Eighth ISCA Workshop on Speech Synthesis
Barcelona, Catalonia, Spain
In HTS, a HMM-based speech synthesis system, about fifty contextual factors are
introduced to label a segment to synthesize English utterances. Published studies
indicate that most of them are used for clustering the prosodic component of
speech. Nevertheless, the influence of all these factors on modeling is still unclear
The work presented in this paper deals with the analysis of contextual factors on acoustic parameters modeling in the context of a French synthesis purpose. Two objective and one subjective methodologies of evaluation are carried out to conduct this study. The first one relies on a GMM-approach to achieve a global evaluation of the synthetic acoustic space. The second one is based on a pairwise distance determined according to the acoustic parameter evaluated. Finally, a subjective evaluation is conducted to complete this study.

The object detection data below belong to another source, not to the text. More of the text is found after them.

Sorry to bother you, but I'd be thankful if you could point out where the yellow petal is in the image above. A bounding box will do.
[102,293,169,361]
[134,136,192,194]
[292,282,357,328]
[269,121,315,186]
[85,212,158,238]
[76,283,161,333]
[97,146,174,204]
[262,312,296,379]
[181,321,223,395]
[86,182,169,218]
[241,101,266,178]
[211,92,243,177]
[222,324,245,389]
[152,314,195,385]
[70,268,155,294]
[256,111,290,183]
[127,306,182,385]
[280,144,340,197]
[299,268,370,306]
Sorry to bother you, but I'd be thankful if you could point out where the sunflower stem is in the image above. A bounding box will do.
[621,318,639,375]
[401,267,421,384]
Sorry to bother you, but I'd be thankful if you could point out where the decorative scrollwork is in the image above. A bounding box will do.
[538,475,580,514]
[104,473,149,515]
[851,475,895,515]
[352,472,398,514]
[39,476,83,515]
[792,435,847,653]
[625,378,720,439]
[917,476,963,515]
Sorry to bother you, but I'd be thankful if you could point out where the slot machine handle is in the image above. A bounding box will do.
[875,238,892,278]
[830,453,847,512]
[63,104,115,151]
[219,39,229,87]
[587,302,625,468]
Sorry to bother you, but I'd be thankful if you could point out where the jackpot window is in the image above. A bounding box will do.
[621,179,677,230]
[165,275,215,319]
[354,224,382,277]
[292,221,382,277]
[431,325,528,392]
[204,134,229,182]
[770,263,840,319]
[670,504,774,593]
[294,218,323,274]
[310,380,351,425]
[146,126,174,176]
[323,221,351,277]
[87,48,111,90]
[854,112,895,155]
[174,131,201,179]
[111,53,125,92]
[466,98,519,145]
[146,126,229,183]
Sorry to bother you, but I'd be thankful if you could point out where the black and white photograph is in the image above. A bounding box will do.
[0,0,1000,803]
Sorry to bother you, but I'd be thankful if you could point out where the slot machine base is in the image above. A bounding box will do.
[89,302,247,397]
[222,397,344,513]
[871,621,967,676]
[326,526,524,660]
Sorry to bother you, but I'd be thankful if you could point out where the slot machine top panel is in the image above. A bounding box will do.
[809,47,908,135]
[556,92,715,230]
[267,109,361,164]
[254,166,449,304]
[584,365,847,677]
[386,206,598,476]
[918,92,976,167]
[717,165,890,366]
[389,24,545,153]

Experimental results show that using phonetic context improves the overall spectrum and duration modeling and using syllable informations improves the F0 modeling. However other contextual factors do not significantly improve the quality of the HTS models. Index Terms: HTS, Evaluation, Contextual factors, French synthesis
Bibliographic reference. Maguer, Sébastien Le / Barbot, Nelly / Boeffard, Olivier (2013): "Evaluation of contextual descriptors for HMM-based speech synthesis in French", In SSW8, 153-158.